Since it isn't the first time people asked me, I thought I'd go into my madness/method once more. Actually, I'm going to share my big secret:
I set huge goals and then make a game of chasing them.
If I think about it in an attempt to explain myself, it's a lot like a perpetual game of soccer/football/rugby/whatever else you can think of involving points. Or maybe I'm playing a game of Quidditch, because I remember that some of those go on for a while. The only thing here is that I'm both sides. Misha the writer/doer-of-things vs Misha the procrastinator.
The more things in a day, the more times I score. And yes. I keep track.
If you look closely, you'll see I have two Excel spreadsheets open. I open them up the first thing every morning.
The first is this one:
This is where I keep track of my writing/editing goals by month. This was September, but at the end of each year, I create a spreadsheet for the next year. (2016's is done too. I did it this month to take a writing break.) Basically, it started as a way for me to keep track of my rough draft's word counts and daily progress during NaNo, since counting by hand is a bit of a pain in the butt, so it's easier to only count toward the total and then subtract to find what I've written in a day.
The big block on the left is for rough drafts and rewrites and the block on the right is for my edits. (I count edits by hour instead of words.)
I have another block each month for critiques, but including it just makes the whole thing too small to see. Anyway, on all of the blocks, I color-code my progress so that I can see at a glance what I've been doing. I can also input monthly writing and editing goals (say 10k words and 15 hours respectively), and the spreadsheet calculates my totals, cumulative totals as well as daily goals and cumulative totals. In other words, this thing helps me keep track exactly the same way as NaNoWriMo's stats do.
The other spreadsheet I have open looks like this:
The words are pretty squidgy so it might be hard to tell, but you're looking at the month of September. Each color-line in the calendar other than turquoise represent particular monthly goals I've set. You know the ones. I set them on this blog on the last Friday of every month. The key to those goals are in the multi-colored blocks at the bottom.
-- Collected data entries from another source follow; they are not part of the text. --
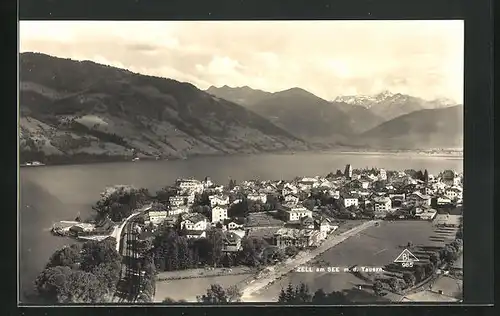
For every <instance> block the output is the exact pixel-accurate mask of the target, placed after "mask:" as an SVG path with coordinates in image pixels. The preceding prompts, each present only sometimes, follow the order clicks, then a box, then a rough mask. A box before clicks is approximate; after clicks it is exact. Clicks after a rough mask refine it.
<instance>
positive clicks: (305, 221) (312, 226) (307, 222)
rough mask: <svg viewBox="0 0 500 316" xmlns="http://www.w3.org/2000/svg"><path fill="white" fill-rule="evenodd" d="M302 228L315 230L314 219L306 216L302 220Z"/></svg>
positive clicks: (304, 228)
mask: <svg viewBox="0 0 500 316" xmlns="http://www.w3.org/2000/svg"><path fill="white" fill-rule="evenodd" d="M300 227H301V228H303V229H314V219H313V218H312V217H308V216H304V217H302V218H301V219H300Z"/></svg>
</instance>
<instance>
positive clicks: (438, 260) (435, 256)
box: [429, 252, 440, 267]
mask: <svg viewBox="0 0 500 316" xmlns="http://www.w3.org/2000/svg"><path fill="white" fill-rule="evenodd" d="M429 261H430V262H432V264H433V265H435V266H436V267H438V266H439V265H440V262H439V254H437V253H435V252H433V253H431V254H430V255H429Z"/></svg>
I try to keep themes. (Such as the Purple involves stuff I still have to do for The Vanished Knight. The dark green was for all my writing this month. Yellow was for my reading (and to count the average hours spent reading) and orange are my life goals.) Every theme/color has a primary, secondary and tertiary goal, as well as a space for me to mark them as in progress or complete.
In other words, this little bad-boy is my score card. The things written in on the calendar aren't a to-do list. They're everything I've done. Every day. Saturdays and Sundays tend to be emptier because I let myself rest, and also because they're spent on less quantifiable things like spending time with my family or binge-watching series to recover from my hard work.
This month, everything except for eight tasks (out of 24) had me making at least some progress (two of which were postponed due to circumstances beyond my control.) Of the remaining 16 tasks I set myself this month, I completed 4 plus a bonus task for that rough draft I hadn't set a goal for, so 5. Of the 12 remaining, I made significant progress on one. So all in all, I might not have finished the majority of my goals, but so what? Everything I did only sets me up to finish them next month or the next or whatever. But in the meantime, I know that very few of my weekdays (six) went without me furthering my writing goals in some way, and I compensated for those by working in on Saturdays.
Also, to help keep things balanced, a quick glance at my word-count reveals that though I didn't achieve everything I set out to do, I still finished a whole round of edits, a full rough draft and about a third of my planned rewrite in one month.
In short, I won this round by a wide margin. Starting tomorrow, I get to see if (and how far) I can win again.
And yes, this came is huge fun. There's nothing as awesome as marking things as complete when you have things to do and goals to achieve.
What about the bad months? Oh I have those too. Usually, what I do is I focus on what I have achieved. (I almost always get something done.) Also, it helps me to keep a long term view in mind.
How long-term? Well. The Five Year Project runs from 2014 to 2018, but the timeline I have (the one I always post on my update days) have projects pipelined. And to give you an idea, this is what the Project looks like visually at this moment. (Each row is a project, each column is a month and each block is a year.)
Each orange block means something's been (or will hopefully be) published. If I can just get half of next year done, I'll be a happy camper, and currently, I'm pretty much set to get there. All those tasks that didn't quite get done in any single month still add up to me finishing things, so there's no reason to worry about any supposed failure. There are no failures here. Only failure to do things, and I know I will get to them at some point.
What about you? Do you set goals? How do you keep track of them?